Isınan ve soğuyan hava ile rüzgarlar da oluşuma katıldı. Böylece sert bazalt kayasından şapkaları bulunan koniler oluştu. Bu değişik ve ilginç biçimli kayalara halk ‘Peri Bacası’ adını verdi.

Bazalt örtüsü olmayan tüf tabakaları ise erozyonla vadilere dönüştü. İlginç şekiller oluştu. Daha sonraları insan eli, emeği ve duygusu işe koyuldu. Dokuz – on bin yıl öncesine ait yerleşimlerden  Hıristiyanların kayalara oydukları kiliselere, büyük ve güvenli yer altı kentlerine kadar uzun bir dönemde büyük bir uygarlık yaratıldı.

Bölge günümüzde turizm açısından dünyada büyük bir öneme sahiptir. Avanos, Ürgüp, Göreme, Aynalı Kilise, Güvercinlik Vadisi, Derinkuyu, Kaymaklı, Özkonak yer altı şehirleri, Ihlara Vadisi, Selimiye Köyü, Çavuşin, Güldere Vadisi, Paşabağ-Zelve belli başlı görülmesi gereken yerlerdir.

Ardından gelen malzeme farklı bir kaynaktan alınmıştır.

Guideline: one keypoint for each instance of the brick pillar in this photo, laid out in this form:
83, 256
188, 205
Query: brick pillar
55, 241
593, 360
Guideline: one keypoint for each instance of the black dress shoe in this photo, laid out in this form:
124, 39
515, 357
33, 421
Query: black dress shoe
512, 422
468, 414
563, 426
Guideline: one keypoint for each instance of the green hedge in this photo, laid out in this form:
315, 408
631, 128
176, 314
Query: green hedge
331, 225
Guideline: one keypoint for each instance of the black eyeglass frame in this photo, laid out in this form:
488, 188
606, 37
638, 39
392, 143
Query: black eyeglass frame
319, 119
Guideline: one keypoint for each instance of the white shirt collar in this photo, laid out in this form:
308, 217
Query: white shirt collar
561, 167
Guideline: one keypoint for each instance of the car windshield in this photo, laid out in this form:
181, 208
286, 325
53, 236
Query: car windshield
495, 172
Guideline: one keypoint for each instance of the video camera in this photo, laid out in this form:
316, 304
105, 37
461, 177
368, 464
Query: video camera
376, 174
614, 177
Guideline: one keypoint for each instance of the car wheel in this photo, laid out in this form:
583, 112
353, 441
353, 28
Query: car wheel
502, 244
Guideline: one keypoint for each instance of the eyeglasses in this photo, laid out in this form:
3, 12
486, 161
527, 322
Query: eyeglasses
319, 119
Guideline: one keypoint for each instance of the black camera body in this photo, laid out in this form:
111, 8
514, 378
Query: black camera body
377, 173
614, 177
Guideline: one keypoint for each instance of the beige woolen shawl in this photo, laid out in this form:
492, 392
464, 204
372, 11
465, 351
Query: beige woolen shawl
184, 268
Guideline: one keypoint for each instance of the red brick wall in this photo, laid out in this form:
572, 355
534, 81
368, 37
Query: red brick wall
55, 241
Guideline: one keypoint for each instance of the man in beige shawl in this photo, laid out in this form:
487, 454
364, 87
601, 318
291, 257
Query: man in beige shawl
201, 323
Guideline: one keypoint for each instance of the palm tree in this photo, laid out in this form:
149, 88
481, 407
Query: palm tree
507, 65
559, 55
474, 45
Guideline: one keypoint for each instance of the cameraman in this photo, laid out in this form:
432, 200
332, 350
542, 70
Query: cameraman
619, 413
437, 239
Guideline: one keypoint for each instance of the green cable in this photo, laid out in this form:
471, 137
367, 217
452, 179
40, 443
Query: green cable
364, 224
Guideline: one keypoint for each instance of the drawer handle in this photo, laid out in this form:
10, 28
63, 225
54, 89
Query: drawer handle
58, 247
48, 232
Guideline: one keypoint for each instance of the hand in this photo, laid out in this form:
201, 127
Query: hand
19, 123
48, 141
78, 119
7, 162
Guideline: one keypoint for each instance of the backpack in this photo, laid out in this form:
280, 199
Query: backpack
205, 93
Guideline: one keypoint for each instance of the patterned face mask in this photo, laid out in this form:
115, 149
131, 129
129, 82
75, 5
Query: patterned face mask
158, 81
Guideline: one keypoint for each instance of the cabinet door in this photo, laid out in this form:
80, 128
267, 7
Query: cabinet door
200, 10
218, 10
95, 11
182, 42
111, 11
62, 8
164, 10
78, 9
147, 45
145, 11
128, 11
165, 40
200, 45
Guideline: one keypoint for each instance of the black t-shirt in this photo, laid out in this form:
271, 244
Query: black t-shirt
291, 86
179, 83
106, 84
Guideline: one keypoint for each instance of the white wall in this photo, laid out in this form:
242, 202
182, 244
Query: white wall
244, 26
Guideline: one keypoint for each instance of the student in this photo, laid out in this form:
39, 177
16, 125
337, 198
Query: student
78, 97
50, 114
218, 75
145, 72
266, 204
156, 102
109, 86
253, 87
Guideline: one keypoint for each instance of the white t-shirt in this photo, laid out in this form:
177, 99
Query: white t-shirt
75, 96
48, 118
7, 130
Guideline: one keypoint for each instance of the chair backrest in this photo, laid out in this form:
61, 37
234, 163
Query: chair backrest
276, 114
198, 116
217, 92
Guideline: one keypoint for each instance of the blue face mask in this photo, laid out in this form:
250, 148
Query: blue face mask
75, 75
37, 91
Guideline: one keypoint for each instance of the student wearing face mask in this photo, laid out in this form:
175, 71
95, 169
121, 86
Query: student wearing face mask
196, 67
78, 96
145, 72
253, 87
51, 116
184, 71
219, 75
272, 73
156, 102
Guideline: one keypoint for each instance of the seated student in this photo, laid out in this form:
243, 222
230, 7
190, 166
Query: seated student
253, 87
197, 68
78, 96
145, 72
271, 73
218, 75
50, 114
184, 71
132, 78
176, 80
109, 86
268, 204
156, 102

Kayalara oyulmuş geleneksel Kapadokya evleri ve güvercinlikler yörenin özgünlüğünü dile getirirler. Bu evler 19. Yüzyılda yamaçlara ya kayalara ya da kesme taştan inşa edilmişlerdir.

Bölgenin tek mimarı malzemesi olan taş, yörenin volkanik yapısından dolayı ocaktan çıktıktan sonra yumuşak olduğundan çok rahat işlenebilmekte ancak hava ile temas ettikten sonra sertleşerek çok dayanıklı bir yapı malzemesine dönüşmektedir. Kullanılan malzemenin bol olması ve kolay işlenebilmesinden dolayı yöreye has olan taş işçiliği gelişerek mimari bir gelenek halini almıştır.

  Bugüne kadar onlarca yabancı ülkeye seyahat ettim,yüzlerce şehir gördüm ama maalesef kendi ülkemin şehirlerine aynı ilgi ve dikkati gösteremedim.Sanıyorum çoğu kişi aynı durumdadır.Halbuki ülkemizde o kadar güzel yerler var ki yeterki buraları gezip görmek için zaman ayırabilelim.Kapadokya bölgesi de dünyaca bilinen ve yaz,kış binlerce turistin ziyaret ettiği olağanüstü güzellikte bir bölgemiz ve sizlerin keşfetmenizi bekliyor.En uygun mevsim ilkbahar ve sonbahar ama burası her mevsim güzel,ilginç,değişik,heyecan verici.

    Yeni seyahatlerimde anılarımla buluşmak üzere sağlıkla kalın,hoşçakalın.